Antirassismus-Training

Ein Workshop für nicht von Rassismus Betroffene, die in der Gemeinwesenarbeit tätig sind.

Die Quartiersmanagements Brunnenstraße und Badstraße laden im Stadtteil aktive Menschen zu einem zweiteiligen Antirassismus-Training ein. 

Hinweis: Der Termin muss leider verschoben werden. 

Beschreibung:

Die  Zusammenarbeit mit Gemeinschaften, sei es innerhalb von Organisationen oder auf freiwilliger Basis, bringt oft die Möglichkeit mit sich, Pläne und Projekte für die Gemeinschaft festzulegen. Aber wer ist dieses Gemeinwesen? Und von welcher Position aus sprechen und definieren wir bei der Suche nach gemeinsamen Lösungen?

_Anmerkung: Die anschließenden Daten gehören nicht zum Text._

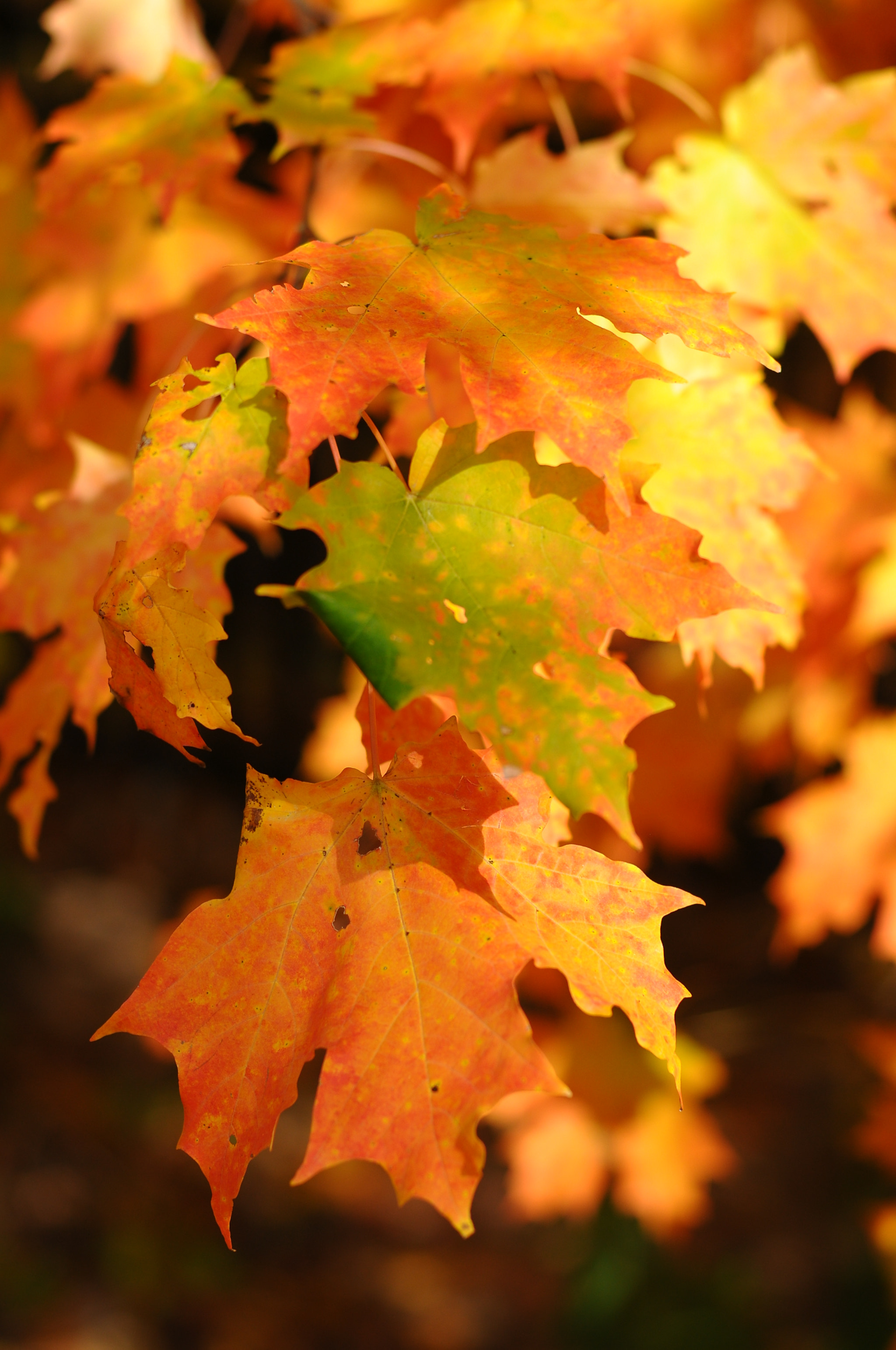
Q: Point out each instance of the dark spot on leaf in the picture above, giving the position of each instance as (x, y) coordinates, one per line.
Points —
(369, 840)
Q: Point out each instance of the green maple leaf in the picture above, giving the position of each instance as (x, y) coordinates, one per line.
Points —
(509, 298)
(498, 580)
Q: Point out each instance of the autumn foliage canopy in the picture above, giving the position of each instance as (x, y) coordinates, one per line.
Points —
(555, 337)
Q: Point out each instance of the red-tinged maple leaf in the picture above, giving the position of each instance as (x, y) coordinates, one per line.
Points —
(56, 558)
(481, 49)
(141, 207)
(142, 600)
(186, 469)
(137, 689)
(416, 721)
(370, 917)
(509, 298)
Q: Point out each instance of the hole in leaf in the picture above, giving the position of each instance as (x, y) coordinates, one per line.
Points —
(369, 840)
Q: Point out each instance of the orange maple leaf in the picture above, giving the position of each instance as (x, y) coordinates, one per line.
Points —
(388, 920)
(509, 298)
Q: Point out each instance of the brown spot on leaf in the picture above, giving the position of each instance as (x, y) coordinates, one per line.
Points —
(369, 840)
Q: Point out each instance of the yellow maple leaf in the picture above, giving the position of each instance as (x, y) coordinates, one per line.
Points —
(790, 210)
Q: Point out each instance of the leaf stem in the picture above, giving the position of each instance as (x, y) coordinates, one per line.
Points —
(413, 157)
(371, 714)
(559, 109)
(679, 88)
(385, 449)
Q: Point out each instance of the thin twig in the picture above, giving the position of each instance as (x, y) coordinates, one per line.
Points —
(385, 449)
(371, 714)
(560, 110)
(412, 157)
(679, 90)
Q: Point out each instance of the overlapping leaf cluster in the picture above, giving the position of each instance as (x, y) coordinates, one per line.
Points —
(589, 454)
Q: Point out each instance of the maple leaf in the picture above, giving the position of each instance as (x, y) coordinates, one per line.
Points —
(386, 920)
(725, 464)
(509, 298)
(589, 186)
(556, 1161)
(840, 837)
(140, 207)
(316, 81)
(562, 1152)
(130, 37)
(875, 612)
(482, 46)
(186, 469)
(140, 598)
(665, 1160)
(169, 134)
(18, 148)
(514, 574)
(791, 212)
(57, 559)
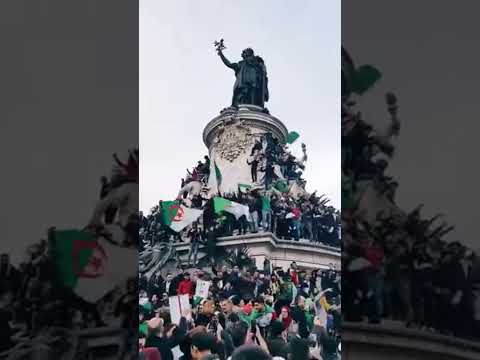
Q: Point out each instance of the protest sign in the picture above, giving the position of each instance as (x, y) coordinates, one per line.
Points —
(201, 290)
(178, 304)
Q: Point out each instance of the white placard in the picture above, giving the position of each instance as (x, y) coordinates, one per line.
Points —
(178, 304)
(201, 290)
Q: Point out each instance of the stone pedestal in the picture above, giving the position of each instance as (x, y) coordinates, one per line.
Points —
(281, 253)
(230, 138)
(387, 341)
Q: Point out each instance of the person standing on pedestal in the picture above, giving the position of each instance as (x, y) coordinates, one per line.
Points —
(251, 85)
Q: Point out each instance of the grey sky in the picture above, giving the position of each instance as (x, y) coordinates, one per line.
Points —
(428, 54)
(183, 83)
(68, 101)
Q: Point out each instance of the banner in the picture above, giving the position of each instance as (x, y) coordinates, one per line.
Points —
(178, 304)
(201, 289)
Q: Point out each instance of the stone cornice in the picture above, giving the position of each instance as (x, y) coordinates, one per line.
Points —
(251, 117)
(392, 339)
(274, 242)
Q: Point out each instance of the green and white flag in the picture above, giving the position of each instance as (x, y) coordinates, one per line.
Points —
(178, 216)
(244, 187)
(91, 266)
(292, 137)
(220, 204)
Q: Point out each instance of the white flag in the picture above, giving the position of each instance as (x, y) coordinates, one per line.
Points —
(184, 217)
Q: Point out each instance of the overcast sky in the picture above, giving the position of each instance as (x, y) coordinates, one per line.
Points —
(429, 56)
(183, 84)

Diese Art von Arbeit erfordert, dass wir zunächst über unsere eigene Position nachdenken, um sie als etwas nicht Neutrales und nicht Absolutes zu verstehen. Innerhalb sozial heterogener Gemeinschaften ist diese Notwendigkeit sogar noch größer. Zu verstehen, dass unsere Perspektive historisch geprägt ist und dass wir von Fäden durchzogen sind, die auf den ersten Blick unsichtbar sein mögen und die Machtstrukturen darstellen, sollte eine erste Voraussetzung für die Arbeit mit und in Gemeinschaften sein.

Im Falle von Menschen, die zu den hegemonialen Gruppen gehören, d.h. die die Macht konzentrieren, z.B. weiße Menschen in der Gesellschaft, in der wir leben, ist eine kritische Reflexion über das Weißsein notwendig, denn wir sind daran gewöhnt, uns selbst als weißes, neutrales und einheitliches Blatt Papier zu sehen, und das sind wir nicht, im Gegenteil, unsere Sozialisation führt uns zu vielen der Perspektiven, die wir haben, und die wir, wenn wir uns nicht darum kümmern, dem Rest und in unseren Handlungen als die Norm auferlegen.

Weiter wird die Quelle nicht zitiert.